Молодые и гениальные, непонятые творцы создавали романтические произведения, пронизанные ненавистью к мещанству, эпатировали буржуа любовными связями полусвета и богемы (обе темы, принесшие им дополнительное значение в романтический период), своим пристрастием к сумасшествию или к вещам, обычно подвергающимся осуждению со стороны уважаемых институтов и правил поведения. Но это была только малая часть романтизма. В энциклопедии Марио Праза об эротическом экстремизме говорилось, что больше не существует романтической агонии{231}, а только обсуждение черепов и призраков в елизаветинском символизме, которое являлось критикой Гамлета. За сектантской неудовлетворенностью романтических молодых людей (и даже чаще молодых женщин — это было впервые, когда европейские женщины-художницы появились во множестве в этом качестве[208]) и художников, скрывалась большая неудовлетворенность тем обществом, которое появилось благодаря двойственной революции.

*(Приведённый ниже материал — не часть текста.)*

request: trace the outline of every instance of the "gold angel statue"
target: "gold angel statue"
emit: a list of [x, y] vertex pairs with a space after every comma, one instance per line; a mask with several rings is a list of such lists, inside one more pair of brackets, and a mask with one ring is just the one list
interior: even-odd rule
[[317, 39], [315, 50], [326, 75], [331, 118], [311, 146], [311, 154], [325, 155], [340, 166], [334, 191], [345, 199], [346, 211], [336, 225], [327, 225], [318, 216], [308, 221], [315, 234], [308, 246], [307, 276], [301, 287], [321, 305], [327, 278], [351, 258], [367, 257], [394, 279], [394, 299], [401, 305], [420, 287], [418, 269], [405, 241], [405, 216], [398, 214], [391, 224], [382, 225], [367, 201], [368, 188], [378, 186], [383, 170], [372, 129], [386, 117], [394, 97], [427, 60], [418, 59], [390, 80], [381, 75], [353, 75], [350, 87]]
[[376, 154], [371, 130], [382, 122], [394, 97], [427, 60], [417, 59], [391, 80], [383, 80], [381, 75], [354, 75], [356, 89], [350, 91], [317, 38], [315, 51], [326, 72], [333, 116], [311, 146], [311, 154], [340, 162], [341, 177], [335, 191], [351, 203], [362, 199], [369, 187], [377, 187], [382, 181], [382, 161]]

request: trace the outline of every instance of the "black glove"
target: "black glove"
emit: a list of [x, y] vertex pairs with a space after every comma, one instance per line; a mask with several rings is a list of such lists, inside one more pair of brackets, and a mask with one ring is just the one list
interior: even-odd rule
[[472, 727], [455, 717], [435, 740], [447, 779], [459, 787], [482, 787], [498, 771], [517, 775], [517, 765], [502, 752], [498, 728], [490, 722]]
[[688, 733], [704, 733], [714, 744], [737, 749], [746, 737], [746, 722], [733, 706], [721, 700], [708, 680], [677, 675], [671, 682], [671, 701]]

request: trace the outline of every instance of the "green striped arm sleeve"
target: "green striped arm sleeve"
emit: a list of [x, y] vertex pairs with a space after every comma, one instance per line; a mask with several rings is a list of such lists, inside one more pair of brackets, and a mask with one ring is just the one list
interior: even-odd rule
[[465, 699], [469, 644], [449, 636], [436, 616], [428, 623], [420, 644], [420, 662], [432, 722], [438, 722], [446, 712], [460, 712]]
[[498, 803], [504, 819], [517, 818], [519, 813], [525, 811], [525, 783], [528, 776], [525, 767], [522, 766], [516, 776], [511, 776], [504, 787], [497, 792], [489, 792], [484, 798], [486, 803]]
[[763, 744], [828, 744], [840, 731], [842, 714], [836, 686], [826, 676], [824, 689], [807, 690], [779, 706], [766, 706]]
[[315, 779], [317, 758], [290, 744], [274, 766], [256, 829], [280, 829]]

Тщательный анализ общества не являлся предметом романтизма. Романтики с недоверием относились к самонадеянным материалистическим рассуждениям XVIII в. (их символом являлся Ньютон, служивший пугалом для Уильяма Блейка и Гёте), которые они совершенно верно расценивали как главное орудие, при помощи которого было построено буржуазное общество. В конце концов мы не станем ожидать от них разумной критики буржуазного общества, хотя что-то вроде критики, окутанной в мистический покров натурфилософии и блуждающей среди водоворота облаков метафизики, развивалось внутри широкой романтической структуры и вносило свой вклад, вместе с другими достижениями, в философию Гегеля. Нечто вроде этого развилось в виде фантастических вспышек, постоянно скрытых за эксцентричностью и даже безумием ранних утопических социалистов Франции. Ранние сен-симонисты (правда, не их лидер) и особенно Фурье являлись романтиками. Наиболее длительное последствие критики этих романтиков — концепция человеческого отчуждения, которая должна была сыграть решающую роль в теории Маркса и указание на то, что представляет собой совершенное общество будущего. Наиболее действенная и могучая критика буржуазного общества должна была прийти не от тех, кто отрицал его (и вместе с ним классические научные традиции рационализма XVII в.), а от тех, кто отбросил традиции его классической мысли и заменил их на антибуржуазные учения. Социализм Роберта Оуэна не имел ни малейшего намека на романтизм, он состоял полностью из рационализма XVIII в. и наиболее буржуазной науки, политической экономии. Сам Сен-Симон считается продолжателем Просвещения. Примечательно, что молодой Маркс, получивший образование в германских традициях, стал марксистом только после того, как воспринял французскую социалистическую критику и совсем не романтическую теорию английской политической экономии. И политическая экономия явилась основой его зрелого учения.

III

Было бы неумно пренебрегать доводами сердца, о которых разуму ничего неизвестно. Как мыслители, экономисты и физиократы оставили поэтов далеко позади, но поэты видели явления не только глубже, но иногда и яснее. Не многие люди предвидели потрясения, вызванные машинами и фабриками раньше, чем это сделал Уильям Блейк в 1790-х гг., во времена, когда в Лондоне и было-то всего-навсего несколько паровых мельниц и печей для обжига кирпича. За небольшим исключением, наши лучшие примеры по проблеме урбанизации исходят от писателей с богатым воображением, чьи рассуждения, часто довольно далекие от реальности, становились необходимым определителем фактической городской эволюции Парижа{232}. Карлейль являлся более противоречивым, но и более глубоким знатоком Англии в 1840 гг. чем старательный статистик Мак-Куллох, и если С. Милль был лучше, чем другие утилитаристы, то лишь потому, что личный кризис противопоставил его всем тем, кто знал цену критике романтизма Гёте и Кольриджа. Критика мира романтиками, хотя и слабая, не была незаметной.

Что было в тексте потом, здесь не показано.